# Rapist with 10 bodies at his Ohio home called 'incredibly dangerous'



## kwflatbed (Dec 29, 2004)

Another looney that should not see daylight.

*By JOHN SEEWER and THOMAS J. SHEERAN ,* Associated Press 
Last update: November 4, 2009 - 10:23 AM

CLEVELAND - A convicted rapist who lived among 10 corpses was ordered held without bond

Rapist with 10 bodies at Ohio home denied bond; prosecutor calls him 'incredibly dangerous' | StarTribune.com


----------



## LGriffin (Apr 2, 2009)

Yeah, he was released on PR. Just kidding, but not a far cry these days...


----------



## L4G81 (Nov 12, 2006)

+1 .. without question.

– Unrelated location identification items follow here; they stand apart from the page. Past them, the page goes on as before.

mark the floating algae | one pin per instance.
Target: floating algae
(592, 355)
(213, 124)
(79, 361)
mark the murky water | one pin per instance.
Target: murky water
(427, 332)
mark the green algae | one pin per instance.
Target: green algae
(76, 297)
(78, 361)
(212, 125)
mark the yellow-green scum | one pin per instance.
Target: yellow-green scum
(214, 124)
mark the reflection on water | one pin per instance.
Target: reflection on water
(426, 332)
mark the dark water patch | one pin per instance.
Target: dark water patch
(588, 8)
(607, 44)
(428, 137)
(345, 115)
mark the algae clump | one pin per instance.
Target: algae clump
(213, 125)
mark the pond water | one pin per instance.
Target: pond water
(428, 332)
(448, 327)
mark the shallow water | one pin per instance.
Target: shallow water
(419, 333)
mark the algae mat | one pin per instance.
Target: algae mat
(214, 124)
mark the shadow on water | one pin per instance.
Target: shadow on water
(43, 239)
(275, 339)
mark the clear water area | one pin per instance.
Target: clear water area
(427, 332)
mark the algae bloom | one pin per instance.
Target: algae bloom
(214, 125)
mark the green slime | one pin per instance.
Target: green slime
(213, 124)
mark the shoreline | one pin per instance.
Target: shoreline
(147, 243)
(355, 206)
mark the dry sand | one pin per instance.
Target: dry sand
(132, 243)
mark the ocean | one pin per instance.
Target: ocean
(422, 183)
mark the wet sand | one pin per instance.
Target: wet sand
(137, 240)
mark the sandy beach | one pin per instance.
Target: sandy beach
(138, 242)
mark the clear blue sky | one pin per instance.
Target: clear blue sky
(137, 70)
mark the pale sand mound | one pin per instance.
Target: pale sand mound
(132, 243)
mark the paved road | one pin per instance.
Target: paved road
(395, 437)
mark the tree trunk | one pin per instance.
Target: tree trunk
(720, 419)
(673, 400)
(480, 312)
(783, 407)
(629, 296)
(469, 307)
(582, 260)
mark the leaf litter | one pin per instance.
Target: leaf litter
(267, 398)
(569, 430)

Remind me not to go to OHIO anytime soon ...



mtc said:


> Kind of an understatement there.... Huh ?


----------



## rocksy1826 (Nov 12, 2006)

kwflatbed said:


> prosecutor calls him 'incredibly dangerous'


...duh


----------



## LGriffin (Apr 2, 2009)

L4G81 said:


> +1 .. without question. Remind me not to go to OHIO anytime soon ...


You're too much of a big deal to be going to Ohio


----------



## tsunami (Aug 12, 2009)

when is the ACLU gonna start defending this guy's freeeeeeeeeeedoma?


----------